Ethereum Glamsterdam Upgrade Targets Threefold Capacity Increase
Ethereum's Glamsterdam upgrade combines three technical changes—encrypted proposer-builder separation, block-level access lists, and EIP-8037 repricing—to raise the gas limit floor to 200M, potentially tripling network throughput. The upgrade is designed to sustainably lower transaction fees over an extended period.
Key Takeaways
- 1## Technical Components of the Upgrade The Glamsterdam upgrade bundles three distinct improvements to Ethereum's execution layer.
- 2Encrypted proposer-builder separation (ePBS) isolates transaction ordering from execution, reducing centralization pressures in block production.
- 3Block-level access lists allow validators to pre-declare state access patterns, reducing per-transaction overhead.
- 4EIP-8037 reprices certain opcodes to reflect current hardware costs more accurately, freeing capacity for additional computation without raising the absolute gas ceiling.
- 5## Throughput and Fee Implications The combined effect raises Ethereum's effective gas limit floor to 200M gas per block, up from the current 30M baseline.
Technical Components of the Upgrade
The Glamsterdam upgrade bundles three distinct improvements to Ethereum's execution layer. Encrypted proposer-builder separation (ePBS) isolates transaction ordering from execution, reducing centralization pressures in block production. Block-level access lists allow validators to pre-declare state access patterns, reducing per-transaction overhead. EIP-8037 reprices certain opcodes to reflect current hardware costs more accurately, freeing capacity for additional computation without raising the absolute gas ceiling.
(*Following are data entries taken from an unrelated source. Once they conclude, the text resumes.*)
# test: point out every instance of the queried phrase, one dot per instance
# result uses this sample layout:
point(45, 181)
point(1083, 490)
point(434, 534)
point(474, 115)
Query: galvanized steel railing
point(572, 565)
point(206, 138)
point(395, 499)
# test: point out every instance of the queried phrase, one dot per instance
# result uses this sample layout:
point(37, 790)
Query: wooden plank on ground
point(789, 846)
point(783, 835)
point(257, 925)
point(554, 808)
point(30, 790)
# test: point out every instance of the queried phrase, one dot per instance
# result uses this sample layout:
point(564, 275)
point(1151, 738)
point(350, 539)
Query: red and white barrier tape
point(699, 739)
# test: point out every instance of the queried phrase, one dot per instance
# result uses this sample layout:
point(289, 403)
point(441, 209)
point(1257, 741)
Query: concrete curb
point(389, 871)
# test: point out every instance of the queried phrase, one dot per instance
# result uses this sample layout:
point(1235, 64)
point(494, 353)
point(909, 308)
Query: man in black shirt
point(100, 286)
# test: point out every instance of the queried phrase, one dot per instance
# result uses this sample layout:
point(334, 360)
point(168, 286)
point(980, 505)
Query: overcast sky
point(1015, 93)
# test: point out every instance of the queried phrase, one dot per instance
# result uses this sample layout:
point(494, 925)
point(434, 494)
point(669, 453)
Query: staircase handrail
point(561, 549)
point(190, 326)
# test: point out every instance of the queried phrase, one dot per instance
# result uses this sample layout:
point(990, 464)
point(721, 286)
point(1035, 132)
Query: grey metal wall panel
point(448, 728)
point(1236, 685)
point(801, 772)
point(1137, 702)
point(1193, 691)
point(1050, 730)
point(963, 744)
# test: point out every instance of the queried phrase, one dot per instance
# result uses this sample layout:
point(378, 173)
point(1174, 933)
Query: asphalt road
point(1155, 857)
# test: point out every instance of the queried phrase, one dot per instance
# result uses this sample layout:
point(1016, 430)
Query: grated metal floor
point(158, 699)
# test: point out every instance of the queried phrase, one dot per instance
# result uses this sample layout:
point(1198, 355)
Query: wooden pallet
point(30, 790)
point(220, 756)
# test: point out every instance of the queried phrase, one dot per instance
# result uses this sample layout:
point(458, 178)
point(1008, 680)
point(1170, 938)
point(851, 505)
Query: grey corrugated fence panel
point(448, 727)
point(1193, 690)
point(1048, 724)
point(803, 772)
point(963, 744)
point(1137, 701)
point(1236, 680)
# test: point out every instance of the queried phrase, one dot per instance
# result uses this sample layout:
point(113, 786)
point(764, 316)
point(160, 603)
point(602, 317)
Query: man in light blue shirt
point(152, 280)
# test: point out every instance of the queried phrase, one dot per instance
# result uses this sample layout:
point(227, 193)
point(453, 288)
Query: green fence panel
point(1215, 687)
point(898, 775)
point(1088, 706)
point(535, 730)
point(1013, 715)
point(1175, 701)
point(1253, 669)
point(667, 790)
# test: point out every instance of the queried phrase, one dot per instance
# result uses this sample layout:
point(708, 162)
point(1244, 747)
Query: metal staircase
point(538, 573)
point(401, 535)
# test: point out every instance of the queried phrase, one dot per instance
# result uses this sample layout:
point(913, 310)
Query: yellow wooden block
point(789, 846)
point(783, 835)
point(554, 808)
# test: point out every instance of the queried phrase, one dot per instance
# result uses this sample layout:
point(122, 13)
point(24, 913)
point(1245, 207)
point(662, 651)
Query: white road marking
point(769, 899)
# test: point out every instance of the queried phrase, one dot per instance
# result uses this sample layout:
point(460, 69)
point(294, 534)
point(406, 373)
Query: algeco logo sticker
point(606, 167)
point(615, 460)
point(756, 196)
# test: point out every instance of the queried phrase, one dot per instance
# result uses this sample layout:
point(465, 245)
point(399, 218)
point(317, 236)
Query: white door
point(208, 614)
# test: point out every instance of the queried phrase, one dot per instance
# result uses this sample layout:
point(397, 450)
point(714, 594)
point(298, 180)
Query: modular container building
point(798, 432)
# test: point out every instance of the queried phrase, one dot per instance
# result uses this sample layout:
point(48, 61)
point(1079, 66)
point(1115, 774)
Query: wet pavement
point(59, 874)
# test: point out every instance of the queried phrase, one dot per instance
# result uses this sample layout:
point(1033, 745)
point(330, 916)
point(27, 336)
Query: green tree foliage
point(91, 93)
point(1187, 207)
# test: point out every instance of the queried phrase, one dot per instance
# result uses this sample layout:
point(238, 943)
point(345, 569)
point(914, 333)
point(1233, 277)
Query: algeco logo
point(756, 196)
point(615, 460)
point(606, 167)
Throughput and Fee Implications
The combined effect raises Ethereum's effective gas limit floor to 200M gas per block, up from the current 30M baseline. According to the upgrade documentation, this threefold capacity increase is architected to avoid the boom-bust fee cycles that have characterized Ethereum's history. By providing sustained headroom for execution, the upgrade aims to keep median transaction fees compressed over years rather than months, reducing the urgency of temporary solutions during congestion.
Implementation Timeline
No confirmed mainnet activation date has been announced. The upgrade is currently in specification review and community discussion phases. Developers will need to finalize the implementation across client teams and conduct testnet validation before mainnet deployment.
Why It Matters
For Traders
A threefold capacity increase, if deployed, would structurally reduce congestion-driven fee spikes and volatility on the base layer.
For Investors
Sustained fee compression improves Ethereum's value proposition against Layer 2s and alternative chains, potentially extending its dominance for general-purpose execution.
For Builders
A higher gas limit floor requires protocol teams to stress-test dApps under new throughput assumptions and reconsider state bloat mitigation strategies.